The Health Benefits of Cinnamon

By on April 1, 2008

cinnamonCinnamon comes from the bark of a small Southeast Asian evergreen tree (Cinnamomum zeylanicum) and is available as an oil, extract, dried powder or sticks. It’s closely related to cassia (C. cassia) and contains many of the same components, but the bark and oils from C. zeyleanicum are thought to have a better flavor.

Cinnamon was used in ancient Egypt for it’s medicinal properties, flavoring, and as an embalming agent.
In traditional Chinese herbal medicine cinnamon is one of the oldest remedies, prescribed for everything from diarrhea and chills to influenza and parasitic worms, and is mentioned in one of the earliest books on Chinese botanical medicine.

The infamous Roman emperor Nero burned a year’s supply of cinnamon on his wife’s funeral pyre.

Cinnamon became one of the most poplar spices during the Middle Ages, and due to its great demand it became one of the first commodities traded regularly between Europe and the Near East.

Today cassia is mainly produced in China, Vietnam, and Indonesia, while cinnamon is produced in Sri Lanka, India, Madagascar, Brazil, and the Caribbean.

The health benefits of cinnamon include improved glucose and lipid profiles of people with type 2 diabetes and reduce LDL cholesterol.

Health Benefits of Cinnamon

  • Nutrients
    Cinnamon is an excellent source of manganese, a very good source of dietary fiber, and a good source of iron and calcium. Antioxidants found in cinnamon include epicatechin, camphene, eugenol, phenol, salicylic acid and tannins.
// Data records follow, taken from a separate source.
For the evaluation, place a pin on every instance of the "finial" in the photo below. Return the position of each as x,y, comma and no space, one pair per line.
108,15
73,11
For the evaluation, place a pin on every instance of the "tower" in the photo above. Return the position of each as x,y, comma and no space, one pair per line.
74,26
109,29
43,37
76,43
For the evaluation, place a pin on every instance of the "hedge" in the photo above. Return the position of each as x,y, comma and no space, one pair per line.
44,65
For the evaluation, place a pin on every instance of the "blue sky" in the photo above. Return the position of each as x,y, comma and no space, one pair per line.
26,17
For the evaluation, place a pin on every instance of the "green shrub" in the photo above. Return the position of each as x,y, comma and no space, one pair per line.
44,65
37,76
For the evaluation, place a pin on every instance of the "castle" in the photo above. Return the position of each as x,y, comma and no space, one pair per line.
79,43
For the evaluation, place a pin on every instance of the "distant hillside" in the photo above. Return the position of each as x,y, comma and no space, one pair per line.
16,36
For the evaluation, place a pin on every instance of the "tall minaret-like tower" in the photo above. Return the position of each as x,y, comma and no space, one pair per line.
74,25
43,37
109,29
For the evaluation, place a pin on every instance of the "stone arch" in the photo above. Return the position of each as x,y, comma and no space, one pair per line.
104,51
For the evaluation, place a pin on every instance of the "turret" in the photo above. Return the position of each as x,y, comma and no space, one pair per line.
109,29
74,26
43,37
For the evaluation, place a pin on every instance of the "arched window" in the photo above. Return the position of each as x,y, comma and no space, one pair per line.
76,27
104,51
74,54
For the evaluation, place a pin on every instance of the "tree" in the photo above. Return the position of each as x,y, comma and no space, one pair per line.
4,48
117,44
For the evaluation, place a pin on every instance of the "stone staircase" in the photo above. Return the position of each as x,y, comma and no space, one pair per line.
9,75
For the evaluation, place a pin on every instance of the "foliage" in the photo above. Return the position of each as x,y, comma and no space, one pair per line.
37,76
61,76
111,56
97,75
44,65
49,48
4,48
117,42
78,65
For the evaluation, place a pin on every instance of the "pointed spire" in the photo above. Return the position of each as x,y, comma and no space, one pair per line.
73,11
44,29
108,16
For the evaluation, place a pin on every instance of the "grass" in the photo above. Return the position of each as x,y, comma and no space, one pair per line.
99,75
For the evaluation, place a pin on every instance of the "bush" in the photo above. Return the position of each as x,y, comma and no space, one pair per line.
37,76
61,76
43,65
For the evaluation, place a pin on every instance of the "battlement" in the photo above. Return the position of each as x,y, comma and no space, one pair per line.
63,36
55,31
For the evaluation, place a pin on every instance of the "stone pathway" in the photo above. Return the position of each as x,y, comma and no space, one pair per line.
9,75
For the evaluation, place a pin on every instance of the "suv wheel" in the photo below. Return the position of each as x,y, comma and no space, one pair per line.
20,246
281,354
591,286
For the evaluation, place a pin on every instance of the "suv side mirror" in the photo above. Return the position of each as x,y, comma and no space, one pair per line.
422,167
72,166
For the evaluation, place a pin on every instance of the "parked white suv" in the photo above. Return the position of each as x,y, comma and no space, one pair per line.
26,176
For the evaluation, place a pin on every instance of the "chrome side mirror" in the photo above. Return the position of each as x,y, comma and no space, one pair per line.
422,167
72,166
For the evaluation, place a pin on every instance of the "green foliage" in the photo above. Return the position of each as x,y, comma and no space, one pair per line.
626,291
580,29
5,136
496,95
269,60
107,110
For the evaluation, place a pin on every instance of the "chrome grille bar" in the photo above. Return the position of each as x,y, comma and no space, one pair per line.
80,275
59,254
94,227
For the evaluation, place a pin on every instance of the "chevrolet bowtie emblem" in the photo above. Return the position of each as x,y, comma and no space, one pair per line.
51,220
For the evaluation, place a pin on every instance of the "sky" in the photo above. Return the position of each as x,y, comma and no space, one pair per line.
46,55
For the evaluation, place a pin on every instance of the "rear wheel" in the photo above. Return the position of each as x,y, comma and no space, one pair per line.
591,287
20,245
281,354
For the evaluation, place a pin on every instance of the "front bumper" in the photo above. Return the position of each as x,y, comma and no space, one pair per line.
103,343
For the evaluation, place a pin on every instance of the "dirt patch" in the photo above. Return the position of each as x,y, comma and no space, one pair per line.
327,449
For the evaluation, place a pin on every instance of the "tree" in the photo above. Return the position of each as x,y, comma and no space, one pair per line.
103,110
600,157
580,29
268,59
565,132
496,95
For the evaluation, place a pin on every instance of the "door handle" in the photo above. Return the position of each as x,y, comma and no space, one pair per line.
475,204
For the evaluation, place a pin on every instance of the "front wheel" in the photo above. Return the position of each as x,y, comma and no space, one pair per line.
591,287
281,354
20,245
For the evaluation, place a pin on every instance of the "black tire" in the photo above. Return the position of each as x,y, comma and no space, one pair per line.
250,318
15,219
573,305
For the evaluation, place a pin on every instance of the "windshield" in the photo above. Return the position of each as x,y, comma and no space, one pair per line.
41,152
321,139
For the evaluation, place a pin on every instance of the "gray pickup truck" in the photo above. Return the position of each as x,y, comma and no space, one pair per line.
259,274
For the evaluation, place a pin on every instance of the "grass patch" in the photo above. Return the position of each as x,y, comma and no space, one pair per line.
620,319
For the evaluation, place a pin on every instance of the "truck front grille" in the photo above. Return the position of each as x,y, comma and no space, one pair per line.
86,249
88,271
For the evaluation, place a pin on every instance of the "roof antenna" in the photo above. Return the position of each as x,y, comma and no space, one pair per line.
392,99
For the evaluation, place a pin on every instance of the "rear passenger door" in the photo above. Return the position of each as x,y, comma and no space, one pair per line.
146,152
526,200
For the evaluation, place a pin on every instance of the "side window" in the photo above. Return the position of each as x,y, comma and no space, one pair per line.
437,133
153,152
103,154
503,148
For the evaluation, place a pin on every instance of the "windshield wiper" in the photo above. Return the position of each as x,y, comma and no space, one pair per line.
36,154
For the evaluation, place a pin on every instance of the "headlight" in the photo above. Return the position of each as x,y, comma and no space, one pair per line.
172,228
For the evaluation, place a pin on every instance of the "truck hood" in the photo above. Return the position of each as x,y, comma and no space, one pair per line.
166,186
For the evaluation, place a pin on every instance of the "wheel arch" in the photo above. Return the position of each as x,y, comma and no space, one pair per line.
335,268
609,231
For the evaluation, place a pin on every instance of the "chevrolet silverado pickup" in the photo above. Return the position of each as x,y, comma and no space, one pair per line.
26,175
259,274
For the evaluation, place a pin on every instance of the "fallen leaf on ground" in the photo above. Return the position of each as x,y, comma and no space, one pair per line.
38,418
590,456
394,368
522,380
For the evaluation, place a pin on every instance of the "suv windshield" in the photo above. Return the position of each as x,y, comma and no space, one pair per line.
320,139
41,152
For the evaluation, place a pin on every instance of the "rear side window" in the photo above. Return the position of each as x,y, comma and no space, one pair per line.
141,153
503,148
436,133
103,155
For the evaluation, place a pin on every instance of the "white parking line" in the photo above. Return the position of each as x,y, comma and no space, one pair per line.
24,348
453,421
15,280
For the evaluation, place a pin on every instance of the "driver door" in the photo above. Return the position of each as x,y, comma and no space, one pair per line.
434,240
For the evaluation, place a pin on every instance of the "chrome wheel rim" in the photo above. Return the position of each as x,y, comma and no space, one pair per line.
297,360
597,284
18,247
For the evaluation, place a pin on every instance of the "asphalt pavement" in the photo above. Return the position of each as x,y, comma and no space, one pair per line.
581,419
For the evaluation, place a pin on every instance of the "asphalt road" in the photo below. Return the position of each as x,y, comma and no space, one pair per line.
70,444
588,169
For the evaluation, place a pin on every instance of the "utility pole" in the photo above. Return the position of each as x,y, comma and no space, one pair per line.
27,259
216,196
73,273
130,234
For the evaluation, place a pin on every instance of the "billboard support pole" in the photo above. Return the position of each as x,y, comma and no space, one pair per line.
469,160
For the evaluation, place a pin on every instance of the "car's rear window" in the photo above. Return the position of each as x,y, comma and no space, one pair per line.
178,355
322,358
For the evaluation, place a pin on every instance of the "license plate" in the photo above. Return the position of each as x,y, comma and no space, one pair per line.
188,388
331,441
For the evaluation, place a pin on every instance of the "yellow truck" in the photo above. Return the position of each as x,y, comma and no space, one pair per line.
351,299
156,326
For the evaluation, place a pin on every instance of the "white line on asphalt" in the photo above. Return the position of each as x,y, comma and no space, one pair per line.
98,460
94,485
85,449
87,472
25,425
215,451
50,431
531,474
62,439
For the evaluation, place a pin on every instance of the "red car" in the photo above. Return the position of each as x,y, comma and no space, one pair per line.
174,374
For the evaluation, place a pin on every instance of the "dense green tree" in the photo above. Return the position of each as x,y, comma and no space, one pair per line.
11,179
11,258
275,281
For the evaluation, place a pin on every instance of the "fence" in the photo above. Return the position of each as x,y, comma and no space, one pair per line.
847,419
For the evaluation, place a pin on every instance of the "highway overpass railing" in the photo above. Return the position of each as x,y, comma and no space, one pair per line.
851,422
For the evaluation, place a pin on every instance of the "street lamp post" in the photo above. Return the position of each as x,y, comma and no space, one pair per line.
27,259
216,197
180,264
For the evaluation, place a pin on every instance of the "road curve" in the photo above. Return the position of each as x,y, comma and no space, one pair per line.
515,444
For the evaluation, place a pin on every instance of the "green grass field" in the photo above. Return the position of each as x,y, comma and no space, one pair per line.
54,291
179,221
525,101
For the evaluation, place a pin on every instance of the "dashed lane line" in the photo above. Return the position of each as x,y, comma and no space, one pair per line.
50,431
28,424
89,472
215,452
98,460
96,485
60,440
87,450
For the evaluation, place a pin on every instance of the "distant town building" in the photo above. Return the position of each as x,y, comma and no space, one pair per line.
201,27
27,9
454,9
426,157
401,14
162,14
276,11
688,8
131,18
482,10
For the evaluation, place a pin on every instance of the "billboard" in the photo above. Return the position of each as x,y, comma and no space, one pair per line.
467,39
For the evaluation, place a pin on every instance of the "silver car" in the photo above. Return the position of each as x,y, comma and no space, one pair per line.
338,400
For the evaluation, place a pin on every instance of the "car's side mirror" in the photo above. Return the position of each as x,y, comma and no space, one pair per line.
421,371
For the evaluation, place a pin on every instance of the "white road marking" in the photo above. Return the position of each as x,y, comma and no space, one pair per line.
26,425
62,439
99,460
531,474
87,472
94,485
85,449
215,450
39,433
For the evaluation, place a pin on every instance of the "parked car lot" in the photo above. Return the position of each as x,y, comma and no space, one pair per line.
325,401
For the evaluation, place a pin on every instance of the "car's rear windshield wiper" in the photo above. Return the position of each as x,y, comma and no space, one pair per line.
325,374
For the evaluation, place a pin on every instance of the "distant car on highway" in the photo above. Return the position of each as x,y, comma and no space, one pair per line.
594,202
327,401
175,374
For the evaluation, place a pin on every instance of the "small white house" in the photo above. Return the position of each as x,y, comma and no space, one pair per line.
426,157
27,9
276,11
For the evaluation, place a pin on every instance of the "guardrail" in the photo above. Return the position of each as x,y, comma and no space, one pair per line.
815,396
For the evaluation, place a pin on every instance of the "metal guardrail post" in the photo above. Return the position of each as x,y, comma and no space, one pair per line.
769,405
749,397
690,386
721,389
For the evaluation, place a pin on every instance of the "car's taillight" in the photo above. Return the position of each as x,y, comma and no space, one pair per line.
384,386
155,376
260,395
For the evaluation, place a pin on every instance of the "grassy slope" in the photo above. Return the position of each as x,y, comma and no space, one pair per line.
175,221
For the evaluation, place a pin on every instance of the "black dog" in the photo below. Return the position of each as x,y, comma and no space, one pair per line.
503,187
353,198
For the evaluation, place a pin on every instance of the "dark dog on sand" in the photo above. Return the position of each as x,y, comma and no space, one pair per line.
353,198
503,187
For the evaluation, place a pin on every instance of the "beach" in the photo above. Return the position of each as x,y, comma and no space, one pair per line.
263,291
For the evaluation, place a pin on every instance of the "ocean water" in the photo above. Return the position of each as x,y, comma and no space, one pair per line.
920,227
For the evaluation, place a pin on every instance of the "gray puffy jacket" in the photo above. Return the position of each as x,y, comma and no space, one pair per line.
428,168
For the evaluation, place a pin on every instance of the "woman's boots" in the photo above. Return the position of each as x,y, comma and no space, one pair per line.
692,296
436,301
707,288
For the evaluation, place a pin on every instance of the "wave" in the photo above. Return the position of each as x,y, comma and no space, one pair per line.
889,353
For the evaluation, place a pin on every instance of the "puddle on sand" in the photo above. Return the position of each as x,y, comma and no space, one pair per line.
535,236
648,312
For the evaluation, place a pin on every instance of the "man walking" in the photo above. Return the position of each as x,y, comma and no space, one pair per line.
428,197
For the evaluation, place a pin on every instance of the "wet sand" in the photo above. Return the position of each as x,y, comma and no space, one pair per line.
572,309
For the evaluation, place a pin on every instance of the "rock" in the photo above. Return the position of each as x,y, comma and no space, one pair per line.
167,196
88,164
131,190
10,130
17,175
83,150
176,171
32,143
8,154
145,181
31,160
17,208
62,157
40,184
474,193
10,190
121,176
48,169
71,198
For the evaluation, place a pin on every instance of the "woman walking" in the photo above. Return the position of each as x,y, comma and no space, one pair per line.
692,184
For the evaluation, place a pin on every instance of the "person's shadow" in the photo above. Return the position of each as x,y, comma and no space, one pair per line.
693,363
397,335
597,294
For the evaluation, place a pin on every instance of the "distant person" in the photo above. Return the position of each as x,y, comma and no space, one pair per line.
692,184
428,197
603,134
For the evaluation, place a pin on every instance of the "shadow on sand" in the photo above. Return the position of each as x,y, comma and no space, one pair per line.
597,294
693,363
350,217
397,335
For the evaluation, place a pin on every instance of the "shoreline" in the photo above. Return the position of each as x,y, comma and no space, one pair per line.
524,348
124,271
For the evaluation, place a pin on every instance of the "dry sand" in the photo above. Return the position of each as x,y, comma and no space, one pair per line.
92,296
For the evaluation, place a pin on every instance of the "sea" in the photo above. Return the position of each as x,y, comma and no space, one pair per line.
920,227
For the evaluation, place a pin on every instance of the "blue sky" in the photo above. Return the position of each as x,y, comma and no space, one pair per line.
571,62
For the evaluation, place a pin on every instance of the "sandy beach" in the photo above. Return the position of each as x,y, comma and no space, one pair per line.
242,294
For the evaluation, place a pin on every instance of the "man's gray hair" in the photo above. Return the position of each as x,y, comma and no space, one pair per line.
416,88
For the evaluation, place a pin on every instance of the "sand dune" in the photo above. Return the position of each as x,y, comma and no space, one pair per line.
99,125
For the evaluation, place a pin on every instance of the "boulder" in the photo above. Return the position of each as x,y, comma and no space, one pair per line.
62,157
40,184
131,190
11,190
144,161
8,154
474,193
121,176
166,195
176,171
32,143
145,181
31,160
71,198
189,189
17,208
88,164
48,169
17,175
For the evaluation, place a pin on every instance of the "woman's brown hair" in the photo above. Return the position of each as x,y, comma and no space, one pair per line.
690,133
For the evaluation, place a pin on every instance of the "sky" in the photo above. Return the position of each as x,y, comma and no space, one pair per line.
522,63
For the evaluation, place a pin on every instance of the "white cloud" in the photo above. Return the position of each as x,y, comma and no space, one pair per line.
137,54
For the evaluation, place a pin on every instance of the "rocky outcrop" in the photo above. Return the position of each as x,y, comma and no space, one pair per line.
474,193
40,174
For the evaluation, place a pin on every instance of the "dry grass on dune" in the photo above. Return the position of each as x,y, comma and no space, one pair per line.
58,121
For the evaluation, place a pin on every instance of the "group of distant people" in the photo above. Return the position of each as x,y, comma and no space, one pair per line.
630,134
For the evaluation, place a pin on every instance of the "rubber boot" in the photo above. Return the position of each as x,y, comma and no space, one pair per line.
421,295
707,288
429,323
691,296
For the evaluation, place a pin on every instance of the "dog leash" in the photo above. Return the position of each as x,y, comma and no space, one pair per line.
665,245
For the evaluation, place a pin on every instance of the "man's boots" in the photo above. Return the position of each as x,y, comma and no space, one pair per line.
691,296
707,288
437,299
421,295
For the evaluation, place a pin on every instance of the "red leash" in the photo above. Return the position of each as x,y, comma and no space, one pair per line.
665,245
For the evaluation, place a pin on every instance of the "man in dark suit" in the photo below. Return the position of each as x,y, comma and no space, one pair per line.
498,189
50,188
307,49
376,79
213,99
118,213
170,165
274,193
A study of the antioxidant properties of spices determined that adding flavoring substances such as cinnamon in the preparation of tea resulted in enhancing total antioxidant activities of teas.
  • Type 2 Diabetes and Reduce LDL Cholesterol
    It has been shown that cinnamon polyphenols improve insulin sensitivity in in-vitro, animal and human studies, and according to the Nutrient Requirements and Functions Laboratory at the USDA, cinnamon improves glucose and lipid profiles of people with type 2 diabetes.
    Researchers in Pakistan performed a 40-day study involving 60 people with type 2 diabetes. Cinnamon reduced blood sugar levels (18-29%), triglycerides (23-30%), total cholesterol (12-26%) and LDL cholesterol (7-27%) in subjects with type 2 diabetes after daily consumption of 1-6 g cinnamon. The authors of the study suggest that the inclusion of cinnamon in the diet of people with type 2 diabetes will reduce risk factors associated with diabetes.
    A double-blind study at the Nutrition Physiology and Human Nutrition Unit in Germany involved 79 patients with type 2 diabetes who were randomly assigned to take either a cinnamon extract, or a placebo capsule three times a day for 4 months. There was a significantly higher reduction in fasting plasma glucose levels in the cinnamon group (10.3%) than in the placebo group (3.4%).
    Results from a small study (7 volunteers) showed that that cinnamon ingestion reduced total plasma glucose responses, as well as improving insulin sensitivity.
    Another study of 25 postmenopausal patients with type 2 diabetes has however found that cinnamon supplementation (1.5 g/d) does not improve whole-body insulin sensitivity or oral glucose tolerance and does not modulate blood lipid profile in postmenopausal patients with type 2 diabetes.
    Another study of sixty type 2 diabetes patients who received either 1.5 g/d of cinnamon cassia powder or placebo showed no significant difference in reducing fasting plasma glucose, HbA1c and serum lipid profile in type 2 diabetes patients.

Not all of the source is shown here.